Many years before, when the Lord would bring his people out from bondage in the land of Egypt, he brought plagues upon the king and people of the land because they refused to let the Israelites go. The last of these plagues was the slaying of the oldest child in every house of the Egyptians. On the night before this terrible plague, every family of the children of Israel, had, by the command of the Lord, slain a lamb and sprinkled its blood ON the lintel and doorposts of their houses; and the destroying angel, seeing it, passed over them, and spared their first-born when he smote those of the Egyptians. And on that very night the king and his people rose up and sent the children of Israel out of the land in. haste; "for they said, We be all dead men." In memory of their great deliverance the Israelites were commanded to keep that day as the sacrifice of the Lord's Passover throughout all their generations. "And ye shall observe this thing for an ordinance to thee and to thy sons forever."

So now that they were come into the land which the Lord had promised to give them, they still observed the Passover; and every spring the people must all go up to Jerusalem to attend it.

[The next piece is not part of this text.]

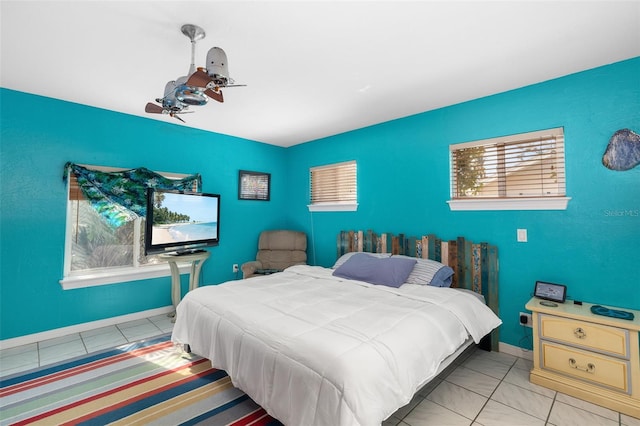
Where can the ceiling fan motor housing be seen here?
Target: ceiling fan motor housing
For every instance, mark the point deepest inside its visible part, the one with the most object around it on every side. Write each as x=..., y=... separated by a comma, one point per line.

This feast commenced on the fourteenth day of the first month, which would be about the middle of April with us. It continued seven days, and during this time the people ate none but unleavened bread, as their fathers had done on the night when they left Egypt. It was to attend this yearly gathering that Jesus and his disciples went from Capernaum down to Jerusalem.

Now when Jesus had come into the city, he found in the courts of the temple those who sold oxen and sheep and doves, and the changers of money sitting there. 

These animals were there to be sold to those who came to the temple to make sacrifices, as many would be needed at a time when such numbers of the people were coming to Jerusalem to attend the feast. But Jesus was not pleased to have so little respect shown for the house of God; "and when he had made a scourge of small cords, he drove them all out of the temple, and the sheep and the oxen, and poured out the changers' money and overthrew their tables; and said unto them that sold doves, Take these things hence; make not my Father's house an house of merchandise."

And when the people saw the miracles, which he did, many of them believed in his name. And a certain great man named Nicodemus, who was a Pharisee and a ruler of the Jews, came to Jesus by night and wanted to speak with him. He may have come by night because the Saviour was so thronged with people by day that he could get no time to talk quietly with him. Nicodemus seems to have had great respect for Jesus, and to have partly believed in him; for he said to him, "Rabbi, we know thou art a teacher come from God; for no man can do these things which thou doest, except God be with him." Jesus then talked with the man some time, showing him that he must have a new heart, leading him to live a new and better life, before he could ever enter the kingdom of God; and that without faith in Christ no man could inherit eternal life. Nicodemus seems to have accepted the words of Jesus and to have believed on him; for afterward we read of his coming to help bury the body of the Lord after his crucifixion.